Comment 27 S 2019-07-10 14:40:14 UTC
(In reply to S from comment #26)
> (In reply to S from comment #25)
> > (In reply to Igor Poboiko from comment #24)
> > 
> > > This patch might help: https://phabricator.kde.org/D21427.
> > > Can anyone confirm?
> > 
> > Nice work Igor! I'm building baloo5 with that patch now and I'll test it
> > throughout my workday today.
> 
> This is tentatively looking good! It survived a long day of work yesterday,
> including quite a few reboots (because I was diagnosing a different
> unrelated bug... :-/ ) I'd say push this change to master.

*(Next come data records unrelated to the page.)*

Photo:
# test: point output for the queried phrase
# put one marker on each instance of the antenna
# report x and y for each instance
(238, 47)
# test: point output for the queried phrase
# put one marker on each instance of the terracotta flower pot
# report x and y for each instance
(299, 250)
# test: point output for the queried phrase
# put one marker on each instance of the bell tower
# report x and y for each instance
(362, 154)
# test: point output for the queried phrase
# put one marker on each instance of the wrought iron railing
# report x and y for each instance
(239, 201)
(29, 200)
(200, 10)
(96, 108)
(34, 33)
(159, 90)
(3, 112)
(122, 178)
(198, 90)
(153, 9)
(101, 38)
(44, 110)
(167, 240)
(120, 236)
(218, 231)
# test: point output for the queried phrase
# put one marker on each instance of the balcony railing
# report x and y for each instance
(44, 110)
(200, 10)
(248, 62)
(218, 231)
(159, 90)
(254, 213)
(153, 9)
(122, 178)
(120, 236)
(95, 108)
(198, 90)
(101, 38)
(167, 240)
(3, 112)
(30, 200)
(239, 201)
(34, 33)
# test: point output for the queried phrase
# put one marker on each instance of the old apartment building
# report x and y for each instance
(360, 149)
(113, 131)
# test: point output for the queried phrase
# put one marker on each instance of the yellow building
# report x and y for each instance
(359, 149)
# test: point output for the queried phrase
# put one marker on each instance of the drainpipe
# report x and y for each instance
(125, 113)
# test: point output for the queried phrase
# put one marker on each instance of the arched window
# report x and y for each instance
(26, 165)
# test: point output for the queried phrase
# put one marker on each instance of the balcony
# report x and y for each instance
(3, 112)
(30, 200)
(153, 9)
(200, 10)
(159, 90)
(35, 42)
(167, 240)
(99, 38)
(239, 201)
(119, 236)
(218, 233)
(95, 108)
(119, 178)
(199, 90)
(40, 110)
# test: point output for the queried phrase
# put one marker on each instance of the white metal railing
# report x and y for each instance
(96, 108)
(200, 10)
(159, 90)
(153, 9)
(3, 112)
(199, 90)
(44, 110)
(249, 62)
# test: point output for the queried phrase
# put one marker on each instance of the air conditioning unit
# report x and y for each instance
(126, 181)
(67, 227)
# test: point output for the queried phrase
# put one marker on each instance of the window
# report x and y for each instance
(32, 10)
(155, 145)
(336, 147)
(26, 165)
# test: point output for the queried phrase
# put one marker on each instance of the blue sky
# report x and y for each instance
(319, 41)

I can confidently say that the patch fixes this bug. Is there anything preventing the integration of the patch into the official code?
Comment 28 Gerson 2019-07-10 15:02:29 UTC
Great! I didn't try the patch yet, but it is great to know that it seems to have fixed the problem. I'll try as soon as I can.
Comment 29 S 2019-07-11 16:05:29 UTC
Over here:
https://bugzilla.suse.com/show_bug.cgi?id=1141028
(Stefan Brüns)
> A fix is already included in KF5.60.
Comment 30 Igor Poboiko 2019-07-14 15:52:03 UTC
(In reply to S from comment #29)
> Over here:
> https://bugzilla.suse.com/show_bug.cgi?id=1141028
> (Stefan Brüns)
> > A fix is already included in KF5.60.

He probably refers to the following commit (which I kind of missed here - sorry about it) - https://cgit.kde.org/baloo.git/commit/?id=8e7b54c54764f3e6eae7d79f0e0ce3079d56a3a0.

It should also work (and if it does, please drop a comment here so we can close this issue)
Comment 31 Gerson 2019-07-23 13:10:16 UTC
yes, I confirm. After upgrading to 5.60 the bug is gone! Thanks!